Özer, “163 kişinin ölümünden sorumlu cani ‘samimi beyan’a göre serbest bırakılıyor. Büyük ihtimalle bu kişi yurt dışına kaçtı. Biz kırmızı bülten talebinde bulunduk ama mahkeme tarafından talebimiz reddedildi. Biz hakkımızı, adaletimizi arıyoruz. Sayın Cumhurbaşkanımızdan talebim bu olayların bir daha bu şekilde yaşanmaması adına denetleme noktasında titiz davranılmasını istiyorum. Ben iki yıldır konteynerde kalıyorum. Konteyner kentte yazın sıcağını, kışın soğuğunu çekiyorum. Konteynerlerde kalan yaşlı ve engelli insanlar var. Bu insanların hiç bekletilmeden evlerinin teslim edilmesini istiyorum. Nasıl devletimiz Metina’da, Gara’da, Zap’ta teröristleri bulup getirebiliyorsa bu Şükrü İşitmen’in de nerede olduğu biliniyordur, getirilmesini istiyoruz. Avukatları, bu adamın suçsuz olduğunu savunuyor. Gelsin Türk adaletine teslim olsun, kendisini savunsun. Neden kaçıyor? Bunca insanı öldüren bir insan neden kaçar” diye sordu.

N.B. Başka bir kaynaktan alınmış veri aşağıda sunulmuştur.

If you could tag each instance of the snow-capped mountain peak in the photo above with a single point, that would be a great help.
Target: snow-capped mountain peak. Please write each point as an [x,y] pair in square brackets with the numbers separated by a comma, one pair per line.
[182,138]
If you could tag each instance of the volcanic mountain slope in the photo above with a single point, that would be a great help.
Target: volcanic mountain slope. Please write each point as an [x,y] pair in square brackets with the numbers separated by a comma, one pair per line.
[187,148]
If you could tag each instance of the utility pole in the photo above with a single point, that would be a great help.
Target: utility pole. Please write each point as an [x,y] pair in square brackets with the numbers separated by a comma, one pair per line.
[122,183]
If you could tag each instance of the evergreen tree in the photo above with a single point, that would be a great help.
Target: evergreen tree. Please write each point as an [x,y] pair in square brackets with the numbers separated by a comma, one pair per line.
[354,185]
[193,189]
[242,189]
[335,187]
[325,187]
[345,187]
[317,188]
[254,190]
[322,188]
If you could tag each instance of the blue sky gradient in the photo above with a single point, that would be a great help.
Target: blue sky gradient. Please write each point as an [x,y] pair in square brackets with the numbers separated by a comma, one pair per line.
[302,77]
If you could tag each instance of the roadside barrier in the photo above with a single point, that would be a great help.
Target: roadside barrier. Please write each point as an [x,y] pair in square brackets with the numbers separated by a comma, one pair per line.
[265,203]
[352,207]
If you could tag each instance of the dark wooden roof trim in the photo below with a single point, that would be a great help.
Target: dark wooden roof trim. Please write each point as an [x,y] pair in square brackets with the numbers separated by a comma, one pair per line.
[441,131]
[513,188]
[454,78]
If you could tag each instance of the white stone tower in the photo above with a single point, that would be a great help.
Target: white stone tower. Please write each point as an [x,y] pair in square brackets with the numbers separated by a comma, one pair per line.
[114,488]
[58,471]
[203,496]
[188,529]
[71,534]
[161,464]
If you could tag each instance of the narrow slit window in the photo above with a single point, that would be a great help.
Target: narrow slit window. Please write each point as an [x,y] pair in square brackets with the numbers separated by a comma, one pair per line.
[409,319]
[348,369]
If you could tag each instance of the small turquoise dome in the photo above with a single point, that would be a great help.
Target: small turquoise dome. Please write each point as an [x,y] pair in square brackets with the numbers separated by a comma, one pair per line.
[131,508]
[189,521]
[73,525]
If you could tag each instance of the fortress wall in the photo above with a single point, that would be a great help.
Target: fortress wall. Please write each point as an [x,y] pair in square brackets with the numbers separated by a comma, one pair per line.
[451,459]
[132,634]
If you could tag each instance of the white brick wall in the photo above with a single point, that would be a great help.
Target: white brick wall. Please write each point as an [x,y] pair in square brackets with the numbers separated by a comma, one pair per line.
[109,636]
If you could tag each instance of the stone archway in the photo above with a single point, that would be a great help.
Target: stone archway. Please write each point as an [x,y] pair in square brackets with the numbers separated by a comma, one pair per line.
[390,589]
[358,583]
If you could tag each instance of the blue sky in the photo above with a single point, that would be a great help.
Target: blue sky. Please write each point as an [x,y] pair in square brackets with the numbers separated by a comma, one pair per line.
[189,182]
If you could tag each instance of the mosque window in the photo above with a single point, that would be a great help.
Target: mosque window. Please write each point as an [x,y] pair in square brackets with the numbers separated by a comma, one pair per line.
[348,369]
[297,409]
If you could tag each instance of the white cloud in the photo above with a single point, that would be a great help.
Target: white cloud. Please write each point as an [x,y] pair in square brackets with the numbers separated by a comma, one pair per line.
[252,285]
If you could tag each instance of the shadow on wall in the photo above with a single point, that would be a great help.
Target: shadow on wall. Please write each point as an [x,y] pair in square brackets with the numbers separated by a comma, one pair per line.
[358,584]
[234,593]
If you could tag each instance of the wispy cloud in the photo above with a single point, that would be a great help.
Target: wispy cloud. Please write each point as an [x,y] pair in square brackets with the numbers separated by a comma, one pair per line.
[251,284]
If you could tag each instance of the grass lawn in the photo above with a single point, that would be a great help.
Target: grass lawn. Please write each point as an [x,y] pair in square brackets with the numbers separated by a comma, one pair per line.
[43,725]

Müşteki avukatı Muhammed Cihan Güvenç de depremden sonra açılan davalarda yargılamanın uzadığına ve insanların beklentilerini karşılamadığına dikkati çekerek, şöyle konuştu:
“Eğer yargılamalara ‘olası kast’ üzerinden gidilirse cezalarda kısmen de olsa bir caydırıcılık olacağı kanısındayım. Depremden sonra yapılan inşaatlarda bu caydırıcılık dikkate alınırsa bundan sonraki depremlerde daha az can ve mal kaybıyla karşılaşma olasılığı doğacaktır. Yukarı Şehir Kooperatif Evleri’nde müteahhidin asli kusurlu olduğu gelen bilirkişi raporlarında anlaşılıyor. Sanık Şükrü İşitmen 1 yıl tutuklulukta bulunduktan sonra serbest bırakıldı, akabinde tutuklamaya yönelik karar çıktı ve yurt dışına kaçtığına dair durum söz konusu. Bunun içinde mahkemeden kırmızı bültenle yakalama kararı talep ettik fakat olumsuz yanıt aldık. Ümit ediyorum yakalanır.” (ANKA)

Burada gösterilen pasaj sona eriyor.